Carcinisation
Carcinisation (American English: carcinization) is a form of convergent evolution in which non-crab crustaceans evolve a crab-like body plan. The term was introduced into evolutionary biology by L. A. Borradaile, who described it as "the many attempts of Nature to evolve a crab".[2]
Definition of carcinised morphology
It was stated by Lancelot Alexander Borradaile in 1916 that:[3]
… the phenomenon which may be called "carcinization" … consists essentially in a reduction of the abdomen of a macrurous crustacean, together with a depression and broadening of its cephalothorax, so that the animal assumes the general habit of body of a crab
Keiler et al., 2017 defines a carcinised morphology as follows:[4]

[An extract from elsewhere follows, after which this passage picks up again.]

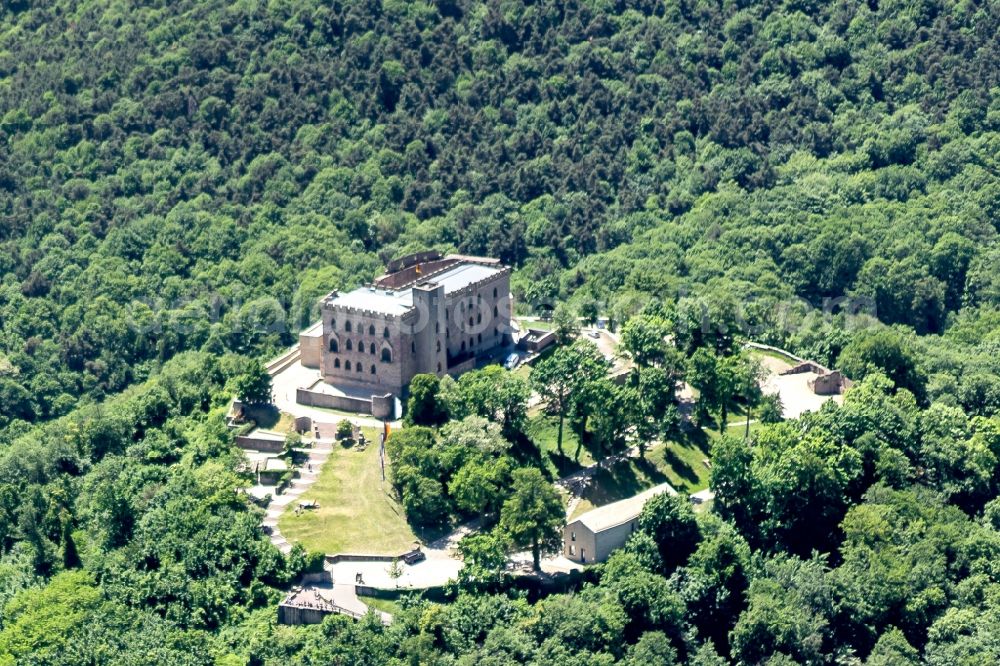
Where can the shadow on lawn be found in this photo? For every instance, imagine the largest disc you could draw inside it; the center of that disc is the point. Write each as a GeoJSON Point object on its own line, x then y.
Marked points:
{"type": "Point", "coordinates": [680, 467]}
{"type": "Point", "coordinates": [626, 479]}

- "The carapace is flatter than it is broad and possesses lateral margins."
- "The sternites are fused into a wide sternal plastron which possesses a distinct emargination on its posterior margin."
- "The pleon is flattened and strongly bent, in dorsal view completely hiding the tergites of the fourth pleonal segment, and partially or completely covers the plastron."

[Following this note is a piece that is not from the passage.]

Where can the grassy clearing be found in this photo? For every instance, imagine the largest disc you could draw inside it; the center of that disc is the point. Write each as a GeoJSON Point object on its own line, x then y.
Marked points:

An important and visually evident marker of difference between true crabs and carcinised Anomura is the amount of leg pairs. While Brachyura (true) crabs have four pairs of legs used for locomotion, Anomura possess one much smaller set and therefore three sets of walking legs.
Examples
Carcinisation is believed to have occurred independently in at least five groups of decapod crustaceans:[4]
- Order Decapoda:
- Infraorder Anomura:
- King crabs, which most scientists believe evolved from hermit crab ancestors[5][6]

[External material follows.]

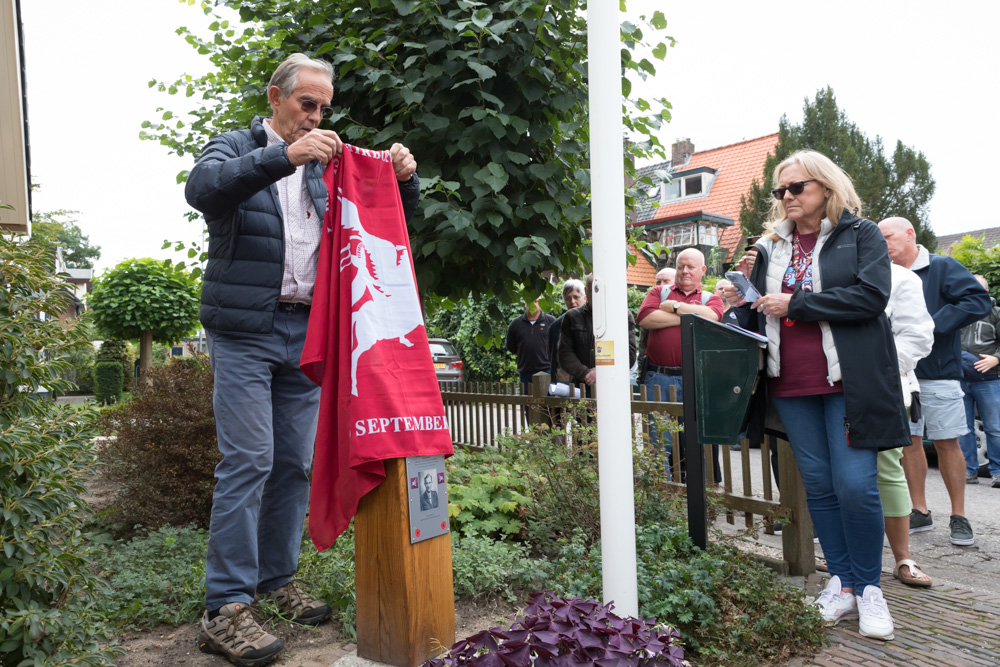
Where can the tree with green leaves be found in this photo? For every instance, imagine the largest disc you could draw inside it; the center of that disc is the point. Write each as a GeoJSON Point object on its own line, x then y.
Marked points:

- First appearance: Late Cenozoic
- Porcelain crabs, which are closely related to squat lobsters[7]
- First appearance: Late Jurassic
- The hairy stone crab (Lomis hirta)[8]
- Hermit crabs:
- The coconut crab (Birgus latro)
- Patagurus rex[9]
- King crabs, which most scientists believe evolved from hermit crab ancestors[5][6]
- Infraorder Brachyura (true crabs)[10] First appearance: Early Jurassic
- Infraorder Anomura:
The extinct probable crustacean order Cyclida are also noted to "strikingly resemble crabs," and probably had a similar ecology.[11][12]
King crabs
The example of king crabs (family Lithodidae) evolving from hermit crabs has been particularly well studied, and evidence in their biology supports this theory. For example, most hermit crabs are asymmetrical, and fit well into spiral snail shells; the abdomens of king crabs, even though they do not use snail shells for shelter, are also asymmetrical.[13][14][15][16]
Hypercarcinisation
An exceptional form of carcinisation, termed "hypercarcinisation", is seen in the porcelain crab Allopetrolisthes spinifrons. In addition to the shortened body form, A. spinifrons also shows similar sexual dimorphism to that seen in true crabs, where males have a shorter pleon than females.[17]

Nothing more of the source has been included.